Development and Validation of a Gpt-5.2-Based Multi-Agent Radiotherapy Plan Evaluation System for Stereotactic Body Radiotherapy Plans
Abstract
Purpose
To explore the feasibility of applying large language models (LLMs) for radiotherapy plan(RTP) evaluation to assist radiotherapy plan quality control and clinical decision making.
Methods
This study developed a multi-agent RTP evaluation system (RTPEV) based on GPT-5.2, supporting multimodal inputs including clinical prescriptions, plan PDFs, and plan-related DICOM data. The system incorporates a Retrieval-Augmented Generation (RAG) retriever agent and a dedicated medical knowledge base tailored for RTP, combining clinical guidelines and literature to support evaluation process. A reviewer agent generates an initial evaluation report, a critic agent performs secondary verification and refinement, and an arbitrator agent outputs the final evaluation reports.

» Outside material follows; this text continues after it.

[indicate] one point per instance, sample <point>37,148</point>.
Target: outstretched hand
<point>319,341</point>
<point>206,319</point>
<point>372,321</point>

Twenty stereotactic body radiation therapy (SBRT) plans from Sun Yat-sen University Cancer Center were retrospectively evaluated. System performance was evaluated using the number of issues detected per case, the agreement of system outputs and physicist review, and quantitative metrics including retrieval evidence relevance, hallucination rate, and review efficiency.
Results
For the 20 plans, the RTPEV system flagged an average of 6.1 issues per case requiring physicist confirmation. After manual review, 91.1% of the AI-flagged uncertain items were considered clinically acceptable. In addition, physicists identified further potential plan risks after reviewing the system-generated evaluation reports. Specifically, the system was able to identify noncompliant CT slice thickness, mismatched organ-at-risk (OAR) dose constraints, and etc,., and further stratified the identified issues by risk level with corresponding optimization recommendations, indicating that the system outputs facilitated the detection of plan-related concerns. Quantitative evaluation showed a hallucination rate of 0.106 and a retrieval evidence relevance score of 0.59, suggesting moderate evidence grounding and stable overall system performance.
Conclusion
The RTPEV multi-agent system demonstrates technical feasibility and clinical auxiliary value in SBRT RTP, which can stably identify potential problems with a low hallucination rate and support quality control and clinical decision-making for radiotherapy plans.